Article Text
Abstract
Introduction Cisplatin is the most used drug in chemotherapy. We presented a novel synthesized Nano-Platinum (NanoPt) for the treatment of ovarian cancer and explores its antitumor effects.
Methods The morphology of NanoPt was characterized by transmission electron microscopy. It was labeled with the fluorophore Cy5.5 and incubated with OV8 cells to investigate cellular uptake using confocal laser scanning microscopy (CLSM). The intracellular distributions were analyzed by inductively coupled plasma mass spectrometry (ICP-MS). The antitumor mechanism was evaluated in vitro through proliferation assay and apoptosis assay. The antitumor efficacy was examined in vivo by PDX model.

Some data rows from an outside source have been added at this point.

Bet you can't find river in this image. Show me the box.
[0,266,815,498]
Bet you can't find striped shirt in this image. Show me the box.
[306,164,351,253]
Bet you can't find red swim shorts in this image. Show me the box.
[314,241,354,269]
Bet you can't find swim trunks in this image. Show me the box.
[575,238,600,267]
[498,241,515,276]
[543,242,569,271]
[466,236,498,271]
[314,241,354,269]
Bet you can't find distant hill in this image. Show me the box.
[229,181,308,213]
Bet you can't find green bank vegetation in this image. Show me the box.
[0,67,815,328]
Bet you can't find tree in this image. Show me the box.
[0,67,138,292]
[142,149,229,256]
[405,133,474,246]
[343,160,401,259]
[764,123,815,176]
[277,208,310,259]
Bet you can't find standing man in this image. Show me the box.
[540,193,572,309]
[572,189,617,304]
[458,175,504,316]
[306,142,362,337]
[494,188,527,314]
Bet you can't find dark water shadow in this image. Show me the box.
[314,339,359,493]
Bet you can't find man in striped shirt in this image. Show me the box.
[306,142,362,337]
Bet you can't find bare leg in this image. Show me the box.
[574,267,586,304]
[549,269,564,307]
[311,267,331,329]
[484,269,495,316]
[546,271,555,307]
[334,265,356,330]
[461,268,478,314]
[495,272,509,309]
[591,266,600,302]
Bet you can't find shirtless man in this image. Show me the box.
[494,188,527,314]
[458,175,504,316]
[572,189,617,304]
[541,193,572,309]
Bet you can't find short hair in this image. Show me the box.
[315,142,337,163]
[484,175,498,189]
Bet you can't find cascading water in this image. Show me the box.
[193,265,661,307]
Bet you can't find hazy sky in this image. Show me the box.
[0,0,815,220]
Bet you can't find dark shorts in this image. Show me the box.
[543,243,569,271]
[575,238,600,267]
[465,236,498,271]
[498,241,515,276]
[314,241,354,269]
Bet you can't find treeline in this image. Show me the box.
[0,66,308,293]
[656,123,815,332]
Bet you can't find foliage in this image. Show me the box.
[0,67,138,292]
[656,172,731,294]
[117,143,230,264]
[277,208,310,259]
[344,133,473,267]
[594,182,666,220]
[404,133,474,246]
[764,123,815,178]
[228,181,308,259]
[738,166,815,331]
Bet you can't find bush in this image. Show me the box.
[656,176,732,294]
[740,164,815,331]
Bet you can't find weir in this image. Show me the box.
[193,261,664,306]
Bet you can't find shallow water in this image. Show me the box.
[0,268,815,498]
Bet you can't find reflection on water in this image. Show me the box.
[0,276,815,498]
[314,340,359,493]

Results NanoPt have an average diameter of about 80nm and displayed a spherical morphology (figure 1). It is indicated an increase in red fluorescence within cells over time with Cy5.5@NanoIr incubation((figure 2)). OV8 cells were treated with NanoPt and tracked at 0.5, 1, and 3 h with an increase in NanoPt content over time (figure 3). Notably, NanoPt demonstrated greater cellular entry into tumor cells compared to cisplatin, with a significant portion localizing in the mitochondria. NanoPt was observed to induce more cell death at the same concentration compared to cisplatin (figure 4) and resulted in a higher rate of cell apoptosis (41%) than cisplatin (5%) (figure 5). PDX showed NanoPt (10mg/kg) significantly suppressing tumor progression (88.3%) without signs of pain, stress or weight loss compared to Cisplatin of moderate tumor inhibition (49.6%).
Conclusion/Implications The advanced synthetic nano platinum developed in this study enhances cisplatin accumulation in ovarian cancer cells, leading to an improved antitumor effect.